BUILT TO LAST: Voyager 1 Just Phoned Home From 24 Billion Kilometers Away On A Transmitter Not Used Since 1981.
On October 18, the spacecraft did not respond. Voyager 1 uses an X-band radio transmitter to communicate with the Deep Space Network. The mission team knows its spacecraft and worked out that the command might have triggered the fault protection system, leading to a lower rate of data transmission with a change to the signal from the X-band transmitter.
The team searched for that signal and were able to find it. The situation was a bit of a hiccup, but didn’t seem to cause any alarm. Not like last year, when the spacecraft started producing gibberish.
With that in mind, the team started to look deeper. Then, on October 19, in a concerning development, the signal stopped altogether. Luckily, Voyager 1’s onboard computer somehow found a solution – a truly left-field one.
“The flight team suspected that Voyager 1’s fault protection system was triggered twice more and that it turned off the X-band transmitter and switched to a second radio transmitter called the S-band,” NASA’s Tony Greicius writes in the Voyager Blog.
“While the S-band uses less power, Voyager 1 had not used it to communicate with Earth since 1981. It uses a different frequency than the X-band transmitters signal is significantly fainter.
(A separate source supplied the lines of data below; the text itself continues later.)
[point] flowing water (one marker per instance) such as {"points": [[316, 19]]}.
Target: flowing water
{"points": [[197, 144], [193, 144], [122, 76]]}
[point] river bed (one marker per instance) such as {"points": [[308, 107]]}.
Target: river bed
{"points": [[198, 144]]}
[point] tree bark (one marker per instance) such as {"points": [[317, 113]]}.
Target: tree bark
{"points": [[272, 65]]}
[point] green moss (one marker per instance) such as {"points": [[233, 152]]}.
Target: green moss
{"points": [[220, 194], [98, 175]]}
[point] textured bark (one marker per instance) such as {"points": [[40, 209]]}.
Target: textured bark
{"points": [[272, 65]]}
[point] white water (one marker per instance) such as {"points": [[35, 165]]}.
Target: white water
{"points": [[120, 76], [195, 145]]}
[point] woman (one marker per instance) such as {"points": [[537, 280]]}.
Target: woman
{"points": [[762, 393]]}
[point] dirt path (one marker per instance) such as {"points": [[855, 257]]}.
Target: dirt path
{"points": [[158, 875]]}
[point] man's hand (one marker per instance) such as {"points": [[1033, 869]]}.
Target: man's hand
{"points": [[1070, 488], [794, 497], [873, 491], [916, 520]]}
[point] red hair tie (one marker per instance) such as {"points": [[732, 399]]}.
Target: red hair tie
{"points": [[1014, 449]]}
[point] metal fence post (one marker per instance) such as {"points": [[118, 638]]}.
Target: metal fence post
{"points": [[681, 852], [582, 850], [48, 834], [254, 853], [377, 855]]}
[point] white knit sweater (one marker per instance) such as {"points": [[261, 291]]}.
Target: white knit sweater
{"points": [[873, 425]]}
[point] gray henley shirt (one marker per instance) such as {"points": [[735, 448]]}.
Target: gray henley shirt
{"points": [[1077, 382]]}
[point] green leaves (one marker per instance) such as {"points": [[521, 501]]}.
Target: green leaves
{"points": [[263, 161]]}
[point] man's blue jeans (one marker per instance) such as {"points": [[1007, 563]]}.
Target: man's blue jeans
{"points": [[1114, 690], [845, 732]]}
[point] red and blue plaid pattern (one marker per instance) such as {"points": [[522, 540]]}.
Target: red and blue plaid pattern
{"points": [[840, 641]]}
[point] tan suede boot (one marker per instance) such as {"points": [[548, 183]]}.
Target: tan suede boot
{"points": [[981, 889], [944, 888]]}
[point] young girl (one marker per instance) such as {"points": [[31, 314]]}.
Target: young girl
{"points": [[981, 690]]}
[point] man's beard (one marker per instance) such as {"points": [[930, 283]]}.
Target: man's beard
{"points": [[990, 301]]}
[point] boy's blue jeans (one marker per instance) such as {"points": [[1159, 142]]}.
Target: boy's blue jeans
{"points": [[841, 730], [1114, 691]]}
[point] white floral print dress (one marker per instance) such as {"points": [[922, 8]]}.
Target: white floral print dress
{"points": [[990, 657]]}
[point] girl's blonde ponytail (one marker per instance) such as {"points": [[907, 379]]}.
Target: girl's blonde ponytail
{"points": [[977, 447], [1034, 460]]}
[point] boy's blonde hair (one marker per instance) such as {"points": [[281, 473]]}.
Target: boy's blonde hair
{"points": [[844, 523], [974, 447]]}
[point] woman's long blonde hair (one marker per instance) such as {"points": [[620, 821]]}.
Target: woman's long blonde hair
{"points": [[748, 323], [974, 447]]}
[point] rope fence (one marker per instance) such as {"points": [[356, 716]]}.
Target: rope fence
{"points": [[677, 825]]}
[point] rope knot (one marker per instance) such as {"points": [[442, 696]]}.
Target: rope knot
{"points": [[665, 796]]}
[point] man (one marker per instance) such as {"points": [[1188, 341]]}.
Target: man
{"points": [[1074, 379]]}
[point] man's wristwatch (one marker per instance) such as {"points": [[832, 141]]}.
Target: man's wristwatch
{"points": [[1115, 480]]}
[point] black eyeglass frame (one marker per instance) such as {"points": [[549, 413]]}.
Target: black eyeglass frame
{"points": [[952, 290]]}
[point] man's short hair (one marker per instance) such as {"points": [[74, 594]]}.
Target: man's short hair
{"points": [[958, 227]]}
The flight team was not certain the S-band could be detected at Earth due to the spacecraft’s distance, but engineers with the Deep Space Network were able to find it.”
The team has confirmed that the S-band transmitter is working well, even after all this time and at such an incredible distance. They are currently working to restore the spacecraft to its normal operations.
Parts of America still work — after almost 50 years and 15 billion miles.